Language of document : ECLI:EU:F:2010:169

JUDGMENT OF THE CIVIL SERVICE TRIBUNAL (Third Chamber)

15 December 2010

Case F-67/09

Nicolás Angulo Sánchez

v

Council of the European Union

(Civil service — Special leave — Serious illness of a parent — Method of calculating the number of days of leave where several parents seriously ill)

Application: brought under Articles 236 EC and 152 EA, in which Mr Angulo Sánchez seeks annulment of the Council’s decisions of 8 October 2008 and 8 December 2008 refusing special leave because of the serious illness of a parent.

Held: The decisions of the Council of 8 October 2008 and 8 December 2008 refusing the applications for special leave made by the applicant are annulled. The Council is ordered to pay all the costs.

Summary

1.      Officials — Leave — Special leave

(Staff Regulations, Annex V, Art. 6)

2.      Officials — Leave — Special leave for serious illness of a parent

(Staff Regulations, Annex V, Art. 6)

3.      Officials — Actions — Prior administrative complaint — Rejection decision — Substitution of grounds for the disputed measure

(Staff Regulations, Arts 90 and 91)

4.      Officials — Actions — Pleas in law — Invalid plea in law — Plea based on the unlawfulness of the sole ground given in the contested decision — Decision capable of being legally justified by another ground

1.      In addition to the serious illness of a relative in the ascending line, Article 6 of Annex V to the Staff Regulations provides for various other situations in which an official may be granted special leave; these cover a wide range of events. Some of those events may involve a number of the official’s children or relatives in the ascending line within the same calendar year. As regards, in particular, the birth or death of a child, or the death of a relative in the ascending line, it would be inconceivable to consider, in the light of the exceptional nature of those events, that the maximum number of days laid down in Article 6 of Annex V to the Staff Regulations applied to all births or all deaths of children or relatives in the ascending line occurring during the calendar year. For those cases, the special leave entitlement is bound to apply for each birth of a child or each death of a child or parent. Since Article 6 of Annex V to the Staff Regulations does not indicate any differences in treatment for the events listed, it must be inferred that the legislature intended all those events to be treated similarly, and therefore that where a relative in the ascending line has a serious illness, the official may take two days’ leave per parent per year.

(see paras 38-42, 45)

2.      Where an institution adopts an internal directive which, referring to the fifth indent of Article 6 of Annex V to the Staff Regulations, makes it possible for an official to obtain renewal of his special leave for the serious illness of a relative in the ascending line, that possibility being subject to further conditions relating, first, to the need for the family situation to be very unusual and, second, to the fact that the parent in question must suffer from a chronic illness, that creates a broader entitlement to special leave which is more than just the special leave for the serious illness of a parent provided for in Article 6 of Annex V to the Staff Regulations.
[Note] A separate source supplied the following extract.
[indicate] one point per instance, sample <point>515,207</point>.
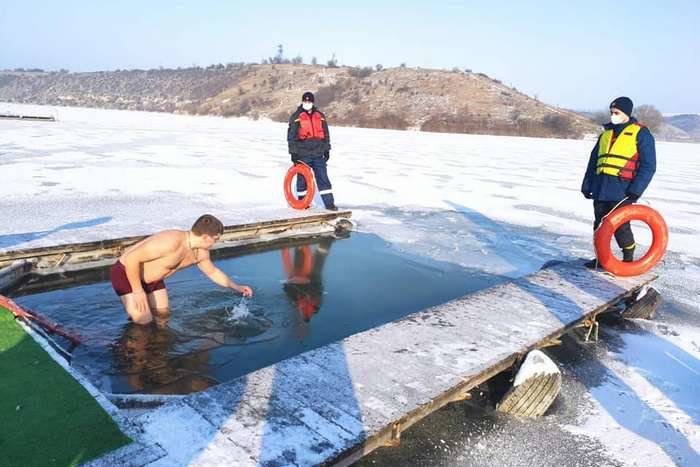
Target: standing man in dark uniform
<point>309,142</point>
<point>620,168</point>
Such a directive, which is intended to apply only in more problematical situations than those referred to in the fifth indent of Article 6 of Annex V to the Staff Regulations, is consequently not contrary to the provisions of that article .

(see paras 48-49)

3.      Although, in the system of remedies provided for in Articles 90 and 91 of the Staff Regulations, the administration may find it necessary, when it expressly rejects a complaint, to alter the grounds on the basis of which it had adopted the contested measure, such an alteration may not be made where the express decision rejecting the complaint is adopted after an action has been initiated against the contested measure before the Civil Service Tribunal.
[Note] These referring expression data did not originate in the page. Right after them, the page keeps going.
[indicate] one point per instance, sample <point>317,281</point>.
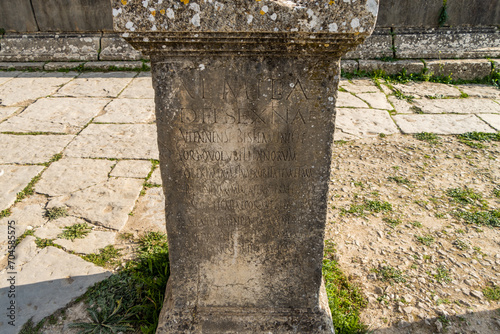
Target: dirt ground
<point>421,267</point>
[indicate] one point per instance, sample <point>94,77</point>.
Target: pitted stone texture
<point>61,65</point>
<point>155,177</point>
<point>6,76</point>
<point>391,67</point>
<point>458,106</point>
<point>443,43</point>
<point>482,91</point>
<point>347,100</point>
<point>30,149</point>
<point>248,16</point>
<point>359,86</point>
<point>376,100</point>
<point>70,175</point>
<point>131,168</point>
<point>359,123</point>
<point>46,46</point>
<point>492,119</point>
<point>128,111</point>
<point>107,204</point>
<point>140,88</point>
<point>109,65</point>
<point>441,124</point>
<point>5,112</point>
<point>349,66</point>
<point>21,66</point>
<point>97,84</point>
<point>401,106</point>
<point>378,45</point>
<point>63,115</point>
<point>31,86</point>
<point>42,292</point>
<point>91,243</point>
<point>114,47</point>
<point>13,179</point>
<point>460,69</point>
<point>421,89</point>
<point>121,141</point>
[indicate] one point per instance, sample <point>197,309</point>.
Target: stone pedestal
<point>245,108</point>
The total absence of a statement of reasons for a decision cannot be remedied by explanations provided by the administration after an action has been started, since allowing the administration the possibility of rectifying the total absence of a statement of reasons after an action has been started might infringe the principle of the equality of the parties before the court, since the applicant would only have the reply in which to submit his pleas contesting the reasons, of which he would not be apprised until after he had lodged his application . By analogy and for the same reasons, where the administration does not merely supplement an existing ground, but seeks to base the contested measure on a new ground, it must do so before the action is started.

(see paras 70-71)

See:

T-52/90 Volger v Parliament [1992] ECR II‑121, para. 41

T-377/08 P Commission v Birkhoff [2009] ECR-SC I‑B‑1‑133 and II‑B‑1‑807, paras 55 to 60; T-560/08 P Commission v Meierhofer [2010] ECR II‑1739, para. 59

4.      The fact that a decision, based on a single ground which has been declared unlawful by the European Union judicature, might be legally justified by a different ground can prevent the annulment of that decision only in so far as the administration would have no discretion and would inevitably take a fresh decision essentially the same as the annulled decision.
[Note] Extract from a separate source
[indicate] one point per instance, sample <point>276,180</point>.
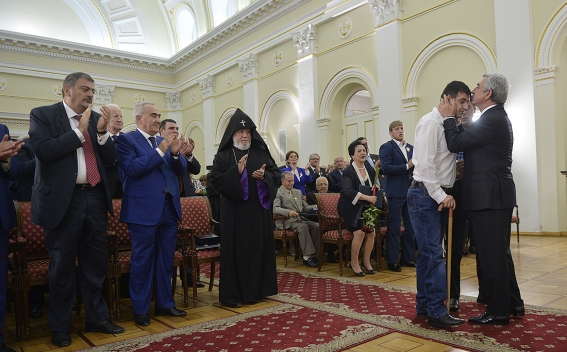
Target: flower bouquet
<point>370,218</point>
In that respect, a defendant institution may not, in order to claim that an official has no legitimate interest in obtaining the annulment of the administration’s refusal to agree to his applications for special leave for the serious illness of a parent, rely on the absence of a condition for granting that leave laid down in an internal directive of the institution, namely the absence of a ‘very unusual family situation’, since the administration enjoys a very wide discretion in that regard, as the wording of the condition itself shows.